I was desperately seeking something. I was seeking a part of myself. Something like plaster to fill a hole that had been chipping away for almost 20 years.I still had a shame in the back of my mind about going to a stranger talking about all the things that went wrong in my life and leaving it there. Afraid of my therapist running into a family member or an abuser. Or my grandmother finding out I was seeing a therapist. I was ashamed of admitting I was depressed and suffering from PTSD. I felt there was a scarlet ‘D’ embroidered on my forehead. I walked around mad, sad, sluggish, and unwilling for many years. I wanted therapy but I also wanted to back away from it. I was starting to get weary. So worn down exposing my trauma to these different people, just to be pushed into the water like a baby sea turtle. In the great ocean, learning to swim, and learning to survive.


I was drowning. There I was again, baring my soul to another face. Another body. Another therapist. And none of it mattered. None of it was sinking in.


After leaving her office, I evaded her and therapy for months. At one point, I said it was a work schedule that I couldn’t change. Then I said, I was “okay. I don’t need therapy anymore.” I tried to attend more events on campus that ran late into the night. I evaded her calls and ultimately stopped therapy. I was floating through the rest of college. I watched the words of lectures drift around my head and drunken nights became my alternative remedy for the past. Time did not exist and at one point, neither did the problems. I went back to an old coping strategy, learned at a young age. Evade. Deny. Keep pushing on.



Growing up Black, these are learned behaviours, especially as a person who identifies as a woman.

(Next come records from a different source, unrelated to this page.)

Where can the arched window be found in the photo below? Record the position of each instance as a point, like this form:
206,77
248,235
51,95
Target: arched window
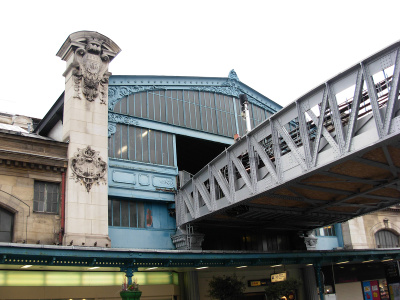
386,239
6,225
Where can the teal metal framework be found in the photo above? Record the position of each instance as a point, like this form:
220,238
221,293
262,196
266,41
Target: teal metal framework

I was so annoyed by that gremlin like white woman for asking me a racist question while I was performing my own (emotional) open heart surgery, so much so that it made me detest the idea of returning to therapy. The fact that I found her on the BMHA website infuriated me. Having gone through therapy already, I was tired of the ordeal.

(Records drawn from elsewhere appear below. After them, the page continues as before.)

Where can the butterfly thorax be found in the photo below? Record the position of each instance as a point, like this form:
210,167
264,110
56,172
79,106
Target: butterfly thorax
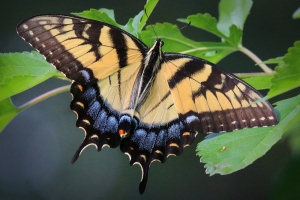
146,75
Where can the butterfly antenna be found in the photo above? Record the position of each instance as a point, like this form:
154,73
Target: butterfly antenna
179,29
150,23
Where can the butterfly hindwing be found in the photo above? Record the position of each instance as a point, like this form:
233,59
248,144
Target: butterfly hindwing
150,103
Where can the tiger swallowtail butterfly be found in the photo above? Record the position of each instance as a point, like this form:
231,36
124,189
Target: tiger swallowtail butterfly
150,103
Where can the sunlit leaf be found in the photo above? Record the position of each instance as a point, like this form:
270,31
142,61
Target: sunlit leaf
287,75
21,71
233,151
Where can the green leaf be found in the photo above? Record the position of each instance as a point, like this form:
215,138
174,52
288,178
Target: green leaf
233,12
108,16
103,15
205,22
260,82
178,43
233,151
296,14
209,23
287,75
21,71
7,112
149,7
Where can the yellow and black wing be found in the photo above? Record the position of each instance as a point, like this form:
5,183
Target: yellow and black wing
150,103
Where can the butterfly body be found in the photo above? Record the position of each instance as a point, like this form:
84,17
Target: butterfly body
151,104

People don’t realise the impact of words and racism and carelessness, especially in mental health or medicine. Racism is so deeply embedded into American society that she thought it was okay to ask me such a question during our time together. This wasn’t the first time she said something that made me look for a camera as if I was a character on The Office. The intense staring and constant questions about Blackness wore me down. I couldn’t take it, so I quit therapy.

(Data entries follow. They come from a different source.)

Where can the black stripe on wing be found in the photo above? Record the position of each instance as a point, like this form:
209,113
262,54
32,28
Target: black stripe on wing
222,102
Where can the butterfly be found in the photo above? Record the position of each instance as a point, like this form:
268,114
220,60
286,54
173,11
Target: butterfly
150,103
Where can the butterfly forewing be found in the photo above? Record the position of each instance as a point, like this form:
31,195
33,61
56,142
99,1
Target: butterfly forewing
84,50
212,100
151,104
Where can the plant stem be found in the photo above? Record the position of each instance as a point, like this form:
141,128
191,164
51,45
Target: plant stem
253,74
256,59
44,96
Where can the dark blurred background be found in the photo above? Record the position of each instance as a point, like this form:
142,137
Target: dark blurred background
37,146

Therapists and medical professionals are responsible for the environment set for patients. They are responsible for the prolonged mental despair or improvement of their conditions. Making assumptions about Black women’s hair or bodies is the worst thing you could do.


Eventually, after another traumatic event, too much fun with alcohol, a free bumpy roads, I found my way back to therapy with a steady therapist who I am even seeing to this day.


And no, they haven’t asked any questions about my hair.